Uma camada adicional na discussão é o potencial de interferência maliciosa nesses implantes por criminosos. Implantes mais novos devem contar com conectividade sem fio. Hackers poderiam atacar esses dispositivos para utilizar a senhora Q. para seus próprios (possivelmente nefastos) objetivos, apresentando mais um desafio à questão da responsabilidade.
Bombas de insulina e desfibriladores cardíacos implantáveis já foram hackeados na vida real. Ainda que não haja informações de interferências maliciosas em implantes cerebrais, a crescente adoção desses dispositivos apresenta mais oportunidades para que indivíduos experientes em tecnologia os utilizem, potencialmente, para o mal.
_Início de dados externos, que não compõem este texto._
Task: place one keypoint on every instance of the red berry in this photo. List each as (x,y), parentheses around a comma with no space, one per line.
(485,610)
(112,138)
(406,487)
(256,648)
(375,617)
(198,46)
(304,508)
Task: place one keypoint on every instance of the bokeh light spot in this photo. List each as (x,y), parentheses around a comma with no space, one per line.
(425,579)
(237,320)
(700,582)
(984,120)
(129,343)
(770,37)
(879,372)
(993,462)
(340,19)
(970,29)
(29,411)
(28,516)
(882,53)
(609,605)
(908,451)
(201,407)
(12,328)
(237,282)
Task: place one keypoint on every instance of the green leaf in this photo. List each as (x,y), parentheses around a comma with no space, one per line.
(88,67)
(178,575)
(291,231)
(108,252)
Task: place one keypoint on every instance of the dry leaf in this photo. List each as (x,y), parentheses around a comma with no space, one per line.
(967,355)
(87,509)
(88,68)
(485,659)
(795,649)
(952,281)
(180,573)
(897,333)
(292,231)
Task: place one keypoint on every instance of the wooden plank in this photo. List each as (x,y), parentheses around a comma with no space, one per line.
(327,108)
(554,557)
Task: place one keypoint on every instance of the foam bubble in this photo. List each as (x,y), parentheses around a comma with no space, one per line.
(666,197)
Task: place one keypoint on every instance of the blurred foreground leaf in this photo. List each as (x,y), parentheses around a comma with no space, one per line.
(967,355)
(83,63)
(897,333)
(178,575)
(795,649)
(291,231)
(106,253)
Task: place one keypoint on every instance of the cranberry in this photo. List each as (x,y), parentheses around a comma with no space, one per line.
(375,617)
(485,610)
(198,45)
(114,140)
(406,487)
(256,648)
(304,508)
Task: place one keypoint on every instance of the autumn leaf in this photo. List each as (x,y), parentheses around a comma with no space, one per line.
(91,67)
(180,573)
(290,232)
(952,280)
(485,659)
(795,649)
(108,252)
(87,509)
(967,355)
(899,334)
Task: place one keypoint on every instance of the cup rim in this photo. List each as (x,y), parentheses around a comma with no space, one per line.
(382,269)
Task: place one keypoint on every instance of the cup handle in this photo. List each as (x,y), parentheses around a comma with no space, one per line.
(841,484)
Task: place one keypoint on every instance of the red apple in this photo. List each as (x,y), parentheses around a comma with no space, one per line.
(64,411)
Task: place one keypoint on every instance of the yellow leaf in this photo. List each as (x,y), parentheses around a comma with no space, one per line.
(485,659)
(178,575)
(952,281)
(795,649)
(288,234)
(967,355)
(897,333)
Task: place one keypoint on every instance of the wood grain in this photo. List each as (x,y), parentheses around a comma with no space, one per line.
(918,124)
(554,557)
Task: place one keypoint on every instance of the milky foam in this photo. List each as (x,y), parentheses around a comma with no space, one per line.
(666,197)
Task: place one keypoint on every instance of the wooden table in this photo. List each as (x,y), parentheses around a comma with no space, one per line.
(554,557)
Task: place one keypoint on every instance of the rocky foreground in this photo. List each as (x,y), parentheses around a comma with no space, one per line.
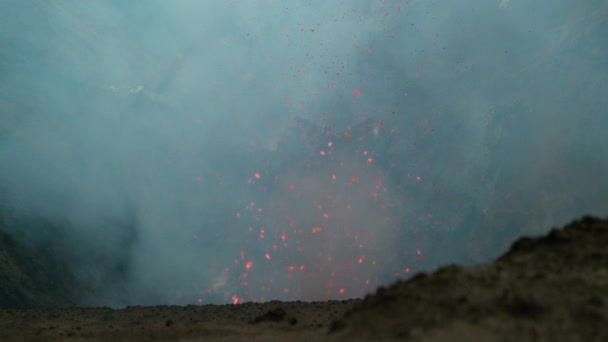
(552,288)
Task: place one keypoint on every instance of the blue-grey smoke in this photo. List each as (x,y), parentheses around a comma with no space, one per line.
(224,151)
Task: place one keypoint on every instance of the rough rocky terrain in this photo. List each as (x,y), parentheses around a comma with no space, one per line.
(551,288)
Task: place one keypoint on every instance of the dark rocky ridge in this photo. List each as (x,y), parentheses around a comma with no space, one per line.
(553,287)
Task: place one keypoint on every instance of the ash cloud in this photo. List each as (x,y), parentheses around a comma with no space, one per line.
(135,134)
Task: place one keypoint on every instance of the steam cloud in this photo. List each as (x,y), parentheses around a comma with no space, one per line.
(226,151)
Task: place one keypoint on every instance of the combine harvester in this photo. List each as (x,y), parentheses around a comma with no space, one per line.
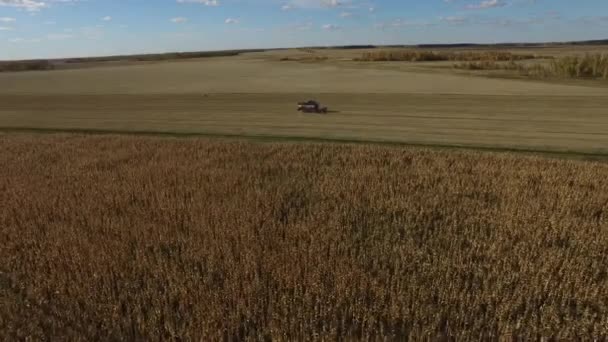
(311,107)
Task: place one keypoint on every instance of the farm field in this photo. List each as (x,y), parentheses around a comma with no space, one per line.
(144,238)
(254,94)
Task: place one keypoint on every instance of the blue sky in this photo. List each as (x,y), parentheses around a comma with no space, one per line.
(62,28)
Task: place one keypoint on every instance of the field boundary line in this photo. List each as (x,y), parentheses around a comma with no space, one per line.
(597,156)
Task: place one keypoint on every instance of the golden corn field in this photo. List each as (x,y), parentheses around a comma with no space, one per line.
(143,238)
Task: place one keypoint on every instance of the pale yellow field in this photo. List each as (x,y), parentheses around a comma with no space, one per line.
(255,94)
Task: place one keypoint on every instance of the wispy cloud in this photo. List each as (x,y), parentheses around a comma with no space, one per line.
(203,2)
(178,20)
(28,5)
(330,27)
(487,4)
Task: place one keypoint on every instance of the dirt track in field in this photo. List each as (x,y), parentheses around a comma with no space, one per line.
(257,97)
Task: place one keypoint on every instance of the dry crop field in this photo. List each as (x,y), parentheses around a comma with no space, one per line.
(144,238)
(254,94)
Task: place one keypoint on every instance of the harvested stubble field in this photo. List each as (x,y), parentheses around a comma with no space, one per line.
(135,238)
(256,94)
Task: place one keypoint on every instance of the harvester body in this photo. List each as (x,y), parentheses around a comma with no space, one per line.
(311,107)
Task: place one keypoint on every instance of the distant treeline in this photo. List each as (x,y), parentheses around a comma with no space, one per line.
(160,56)
(50,64)
(33,65)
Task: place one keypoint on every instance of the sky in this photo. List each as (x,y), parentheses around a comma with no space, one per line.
(70,28)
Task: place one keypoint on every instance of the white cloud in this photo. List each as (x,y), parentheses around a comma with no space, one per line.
(204,2)
(454,19)
(330,27)
(22,40)
(58,36)
(28,5)
(179,20)
(317,3)
(487,4)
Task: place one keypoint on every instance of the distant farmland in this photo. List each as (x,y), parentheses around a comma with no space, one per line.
(255,93)
(153,238)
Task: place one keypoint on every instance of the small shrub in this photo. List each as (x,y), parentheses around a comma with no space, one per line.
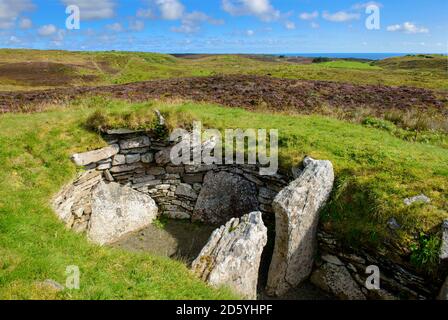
(425,252)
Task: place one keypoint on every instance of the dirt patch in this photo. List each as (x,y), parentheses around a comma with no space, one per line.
(250,92)
(41,73)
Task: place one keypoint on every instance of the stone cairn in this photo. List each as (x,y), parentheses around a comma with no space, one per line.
(137,165)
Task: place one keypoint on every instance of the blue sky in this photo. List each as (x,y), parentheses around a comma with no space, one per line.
(226,26)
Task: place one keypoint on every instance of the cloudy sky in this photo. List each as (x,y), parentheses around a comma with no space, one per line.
(226,26)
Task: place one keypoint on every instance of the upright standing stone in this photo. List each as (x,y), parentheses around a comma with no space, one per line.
(296,210)
(232,255)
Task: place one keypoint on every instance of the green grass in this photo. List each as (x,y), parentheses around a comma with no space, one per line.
(345,64)
(34,244)
(375,171)
(124,67)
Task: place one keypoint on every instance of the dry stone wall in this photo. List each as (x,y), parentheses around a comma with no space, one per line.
(141,161)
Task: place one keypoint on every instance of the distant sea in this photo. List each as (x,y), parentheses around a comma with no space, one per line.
(370,56)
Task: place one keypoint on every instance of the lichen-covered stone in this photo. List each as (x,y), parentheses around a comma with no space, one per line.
(296,210)
(232,255)
(87,158)
(224,196)
(117,210)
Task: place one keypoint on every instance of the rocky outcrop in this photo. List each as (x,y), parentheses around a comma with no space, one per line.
(117,210)
(73,203)
(223,196)
(232,255)
(86,158)
(335,278)
(297,215)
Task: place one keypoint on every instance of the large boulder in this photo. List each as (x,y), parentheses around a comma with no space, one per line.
(232,255)
(118,210)
(86,158)
(337,280)
(224,196)
(296,210)
(73,201)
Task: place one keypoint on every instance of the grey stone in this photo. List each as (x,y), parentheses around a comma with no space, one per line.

Considerando o impacto que implantes cerebrais podem ter nas noções morais e legais de responsabilidade, está na hora de discutir se, e quando, intervenções cerebrais devem livrar alguém da culpa. Novas tecnologias frequentemente requerem algumas modificações ou ampliações de entendimentos legais existentes. Por exemplo, tecnologias de reprodução assistida exigiram que a sociedade redefinisse o que significa ser “pai” e “mãe”.
É possível que, em breve, comecemos a ouvir nos tribunais que “não foi culpa minha, meu implante cerebral me obrigou a fazê-lo”.
* Laura Y. Cabrera é professora assistente de Neuroética na Universidade Estadual de Michigan e Jennifer Carter-Johnson é professora associada de Direito na mesma universidade.
Traduzido por Maíra Santos.
©2018 The Conversation. Publicado com permissão. Original em inglês.